We are optimistic that research centers around the world such as our own will produce new evidence on how these factors are related to infertility. These new data will allow a progressively more etiological approach to the treatment of infertility. Much of the information above is considered new even for specialized laboratories such as our own. These data have been discovered after years of specialized research from scientific teams that will mostly remain unknown. We are using DNA technology and specialized immunology methods to uncover the underlying causes of infertility and aim at answering clinical questions so that we can eliminate “chance” as a factor during medical practice. We also strive to establish new methodology for diagnosis and treatment of infertility so that we can remove as much as possible the financial burden of the couple in their effort to have a child.

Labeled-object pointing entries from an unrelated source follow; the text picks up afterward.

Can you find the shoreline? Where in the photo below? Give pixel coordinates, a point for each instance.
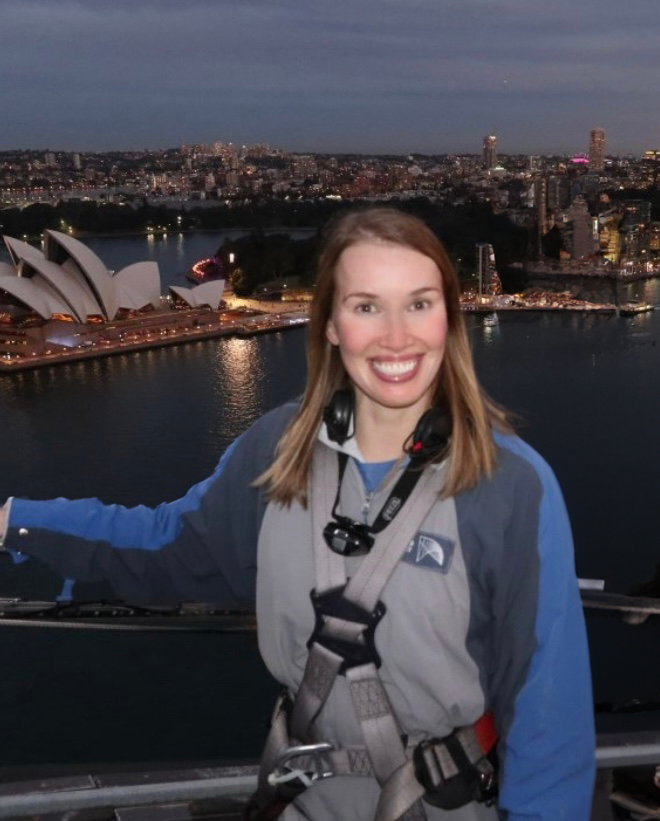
(272, 317)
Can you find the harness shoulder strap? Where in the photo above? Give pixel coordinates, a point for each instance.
(401, 792)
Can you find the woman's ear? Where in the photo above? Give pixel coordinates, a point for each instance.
(331, 333)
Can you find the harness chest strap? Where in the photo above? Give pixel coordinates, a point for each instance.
(401, 792)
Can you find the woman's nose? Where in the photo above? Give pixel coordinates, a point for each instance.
(396, 334)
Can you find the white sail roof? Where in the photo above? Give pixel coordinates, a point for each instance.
(142, 277)
(73, 290)
(90, 266)
(39, 296)
(75, 281)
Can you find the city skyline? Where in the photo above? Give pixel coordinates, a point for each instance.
(430, 76)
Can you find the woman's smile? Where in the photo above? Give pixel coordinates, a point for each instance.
(389, 322)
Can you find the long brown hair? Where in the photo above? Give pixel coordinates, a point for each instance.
(471, 449)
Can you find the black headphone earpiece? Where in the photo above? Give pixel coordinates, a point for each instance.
(338, 415)
(429, 439)
(431, 435)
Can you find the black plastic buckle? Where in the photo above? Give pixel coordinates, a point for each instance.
(474, 782)
(333, 604)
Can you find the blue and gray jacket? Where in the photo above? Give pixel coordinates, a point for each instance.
(483, 610)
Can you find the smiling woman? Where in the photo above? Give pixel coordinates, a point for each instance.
(389, 322)
(409, 558)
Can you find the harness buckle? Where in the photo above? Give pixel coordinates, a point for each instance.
(332, 604)
(450, 776)
(295, 780)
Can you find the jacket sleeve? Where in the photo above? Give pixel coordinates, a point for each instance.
(542, 688)
(201, 547)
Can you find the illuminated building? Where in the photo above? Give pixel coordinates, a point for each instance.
(485, 266)
(597, 142)
(490, 151)
(64, 301)
(583, 244)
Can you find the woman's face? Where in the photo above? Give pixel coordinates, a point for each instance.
(389, 321)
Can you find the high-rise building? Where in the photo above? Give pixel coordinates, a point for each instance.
(597, 142)
(490, 151)
(583, 241)
(485, 266)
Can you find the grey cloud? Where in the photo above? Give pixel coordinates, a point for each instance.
(420, 69)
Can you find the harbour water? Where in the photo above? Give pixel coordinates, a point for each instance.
(143, 427)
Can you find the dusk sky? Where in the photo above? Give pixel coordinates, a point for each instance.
(373, 76)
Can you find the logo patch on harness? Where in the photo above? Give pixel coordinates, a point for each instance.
(430, 551)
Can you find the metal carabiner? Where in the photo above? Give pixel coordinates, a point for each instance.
(280, 775)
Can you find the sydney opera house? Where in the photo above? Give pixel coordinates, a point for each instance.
(63, 300)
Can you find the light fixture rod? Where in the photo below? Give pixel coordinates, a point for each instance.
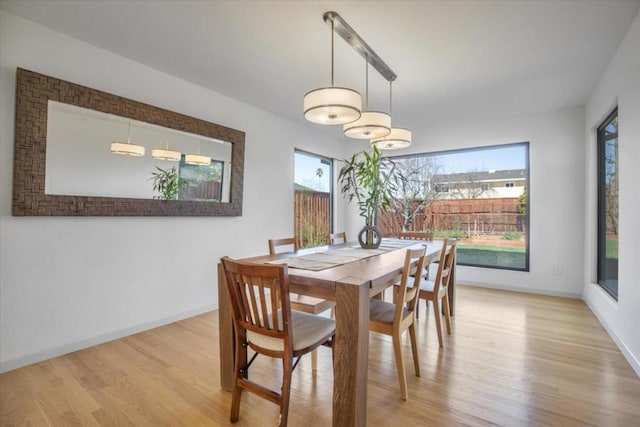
(345, 31)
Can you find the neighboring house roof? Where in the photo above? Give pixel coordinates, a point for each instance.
(488, 176)
(300, 187)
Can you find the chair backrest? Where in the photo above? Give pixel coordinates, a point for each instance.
(274, 244)
(414, 235)
(256, 291)
(445, 265)
(408, 296)
(337, 238)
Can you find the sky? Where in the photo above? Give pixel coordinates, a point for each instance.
(506, 157)
(305, 170)
(496, 158)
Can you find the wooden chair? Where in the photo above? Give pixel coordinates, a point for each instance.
(256, 292)
(337, 238)
(415, 235)
(302, 303)
(395, 318)
(438, 289)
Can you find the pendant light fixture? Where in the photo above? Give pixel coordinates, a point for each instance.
(371, 124)
(166, 154)
(197, 159)
(398, 137)
(127, 148)
(332, 105)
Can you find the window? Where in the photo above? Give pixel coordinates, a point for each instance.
(450, 194)
(313, 195)
(202, 183)
(608, 204)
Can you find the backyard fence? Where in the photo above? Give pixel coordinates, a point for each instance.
(312, 217)
(472, 216)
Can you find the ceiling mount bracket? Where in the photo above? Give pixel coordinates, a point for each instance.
(352, 38)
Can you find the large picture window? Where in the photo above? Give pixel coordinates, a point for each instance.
(608, 204)
(477, 195)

In conclusion our advice to couples with infertility problems is the following:

  • Be persistent in trying to understand (as much as possible) the causes (etiology) of your problem
  • Keep in mind that almost always, infertility is a multifactorial condition and try not to get frustrated if your doctor suggests a more spherical investigation of your problem. Even if one putative cause of the problem has been identified, it is likely that more will be discovered in the process. Infertility is a condition that requires patience, perseverance and common sense.
  • Try to be up to date with recent medical developments. It is likely that your doctor will have new interesting information regarding your problem on your next visit.
  • The best doctor for infertility is one that specializes in the area of your problem.
  • When IVF is necessary, keep in mind that it is a physically, mentally and financially costing process that will require of you great dedication and sacrifice. It is therefore extremely important that prior to the first IVF treatment, you should have completed a thorough infertility investigation and to have taken the necessary therapeutic steps to correct any pathological findings diagnosed in the process thus making sure that you are as good candidates for a successful IVF as possible.